Церковь отнеслась к этой философии сдержанно: не как к ереси, но как к причуде крупного писателя, который искренне озабочен будущим христианской идеи, только ищет его не на тех путях, где следовало бы. Над гробом Мережковского Евлогий, глава Русской зарубежной церкви, говорил о том, что он был великий человек, но упомянул и о разногласиях, о нарушениях доктрины. Потом оценки стали намного более жесткими. Мережковскому не прощали нападок на современное христианство, которое он называл «оскопленной религией», поскольку для нее ничего не значит пол. Приверженцы ортодоксального православия не вняли его призывам к «религиозной революции — предельной и окончательной, ниспровергающей всякую человеческую власть». В этих рассуждениях слишком ясно чувствовался привкус анархизма, распознавалась апология вселенского пожара во имя грядущего рая. Вдруг оказывалось, что Мережковский, страстный ненавистник большевиков, в чем-то главном с ними сходится: тоже требует покончить с государством, церковью, семьей, со всеми социальными установлениями, на которых основан нынешний порядок вещей. Разумеется, он этого требует не для установления «диктатуры пролетариата», а во имя «абсолютной свободы» и «мистического безвластия», но так ли существенны подобные различия, если совпадают конечные цели, а стало быть, и методы?
Путь к Иисусу Неизвестному, в сущности, означал отказ от идеи личного спасения, фундаментальной для христианства. Она у Мережковского подменена проповедью оргиастической любви, когда искушающая прелесть оказывается синонимом благости, а нормы этики, которыми сдерживаются устремления к распущенности и вседозволенности, объявлены изжившими себя. Они принадлежат «исторической церкви», но ее время на исходе, и близится торжество «нового религиозного сознания».
Даже находившие, что эта мысль очень глубока, все-таки делали уточняющие оговорки, подчас противореча самим себе. Терапиано, принадлежавший к узкому кругу тех, кого на Колонель Бонне считали своими, много лет спустя писал: «Для среднего эмигрантского уровня Мережковский был слишком труден и слишком тревожен», — непонимание оказывалось неизбежным. Но и Терапиано все-таки пришлось признать, что «Иисус Неизвестный» — неудача, поскольку Мережковскому изменила интуиция. А когда это случалось, он «порой бывал даже как-то беспомощно бескрыл, порою — слеп, порою — жесток, порою — напоминал начетчика».
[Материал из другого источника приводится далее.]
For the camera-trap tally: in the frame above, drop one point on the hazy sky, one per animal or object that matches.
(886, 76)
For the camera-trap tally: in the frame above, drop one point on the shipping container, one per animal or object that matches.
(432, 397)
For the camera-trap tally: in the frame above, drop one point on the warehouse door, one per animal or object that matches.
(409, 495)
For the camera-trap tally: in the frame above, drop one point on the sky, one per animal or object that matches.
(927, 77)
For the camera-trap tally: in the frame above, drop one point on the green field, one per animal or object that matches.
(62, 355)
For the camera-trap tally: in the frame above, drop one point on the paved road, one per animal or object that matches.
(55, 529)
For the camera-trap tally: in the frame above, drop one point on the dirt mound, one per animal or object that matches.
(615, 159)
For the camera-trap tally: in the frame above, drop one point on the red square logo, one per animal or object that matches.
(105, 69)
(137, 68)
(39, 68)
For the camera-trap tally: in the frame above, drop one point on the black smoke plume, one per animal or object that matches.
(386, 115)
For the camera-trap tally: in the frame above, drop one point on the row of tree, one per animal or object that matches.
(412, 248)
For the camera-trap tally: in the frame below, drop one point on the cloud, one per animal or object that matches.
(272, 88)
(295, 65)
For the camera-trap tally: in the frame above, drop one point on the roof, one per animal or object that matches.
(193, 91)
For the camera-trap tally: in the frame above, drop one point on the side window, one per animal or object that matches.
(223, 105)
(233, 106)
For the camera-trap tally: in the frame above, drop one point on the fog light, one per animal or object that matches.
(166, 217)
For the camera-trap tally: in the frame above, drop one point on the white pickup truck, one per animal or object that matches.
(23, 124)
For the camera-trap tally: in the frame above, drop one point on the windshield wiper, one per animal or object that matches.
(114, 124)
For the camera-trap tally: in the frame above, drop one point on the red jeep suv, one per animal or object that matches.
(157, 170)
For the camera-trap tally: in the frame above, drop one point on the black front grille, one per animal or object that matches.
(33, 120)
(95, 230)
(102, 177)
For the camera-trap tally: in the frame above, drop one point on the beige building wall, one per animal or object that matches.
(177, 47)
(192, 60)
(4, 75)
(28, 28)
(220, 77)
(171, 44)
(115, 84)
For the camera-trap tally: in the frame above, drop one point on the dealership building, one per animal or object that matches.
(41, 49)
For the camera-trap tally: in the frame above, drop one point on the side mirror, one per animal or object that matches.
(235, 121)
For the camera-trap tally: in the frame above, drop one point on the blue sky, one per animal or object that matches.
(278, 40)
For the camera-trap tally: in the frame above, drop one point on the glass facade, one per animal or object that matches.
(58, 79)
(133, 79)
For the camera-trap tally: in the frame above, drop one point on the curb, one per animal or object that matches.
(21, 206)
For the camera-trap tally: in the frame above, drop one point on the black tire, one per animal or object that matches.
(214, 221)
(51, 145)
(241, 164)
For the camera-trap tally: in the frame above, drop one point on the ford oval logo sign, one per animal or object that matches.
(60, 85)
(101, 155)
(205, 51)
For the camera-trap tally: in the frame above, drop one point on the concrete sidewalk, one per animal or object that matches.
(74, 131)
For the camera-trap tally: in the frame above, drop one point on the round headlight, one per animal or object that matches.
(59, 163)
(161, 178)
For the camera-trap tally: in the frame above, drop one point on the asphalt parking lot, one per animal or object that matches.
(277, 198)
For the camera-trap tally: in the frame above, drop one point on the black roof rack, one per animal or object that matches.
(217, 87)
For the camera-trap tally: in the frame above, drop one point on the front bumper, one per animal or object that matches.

Философ Иван Ильин, стойкий противник Мережковского, высказывался намного резче, причем его суждения относились к самому известному произведению мэтра, созданному задолго до эмиграции, — к трилогии «Христос и Антихрист». Ильин обратил внимание на многочисленные сцены, в которых демонстрируется, что «извращенное нормально, нормальное извращенно», и славится язычество с его дикими ритуалами («девушку вкладывают в деревянное подобие коровы и отдают в таком виде быку»), и Христос оказывается уподоблен Дионису, у римлян известному под именем Вакха. Религию Мережковского Ильин определил как оправдание и прославление вакханалий, отказывая ей в какой бы то ни было родственности христианскому учению. У Терапиано формулировки, конечно, намного более сдержанные, однако и он отметил: вся суть в том, что «по духовному своему составу и по качествам своего интеллекта… Мережковский был ближе к эллинским мистериям и к языческой мудрости, чем к Евангелию». В этом и состояла его трагедия: личная, творческая.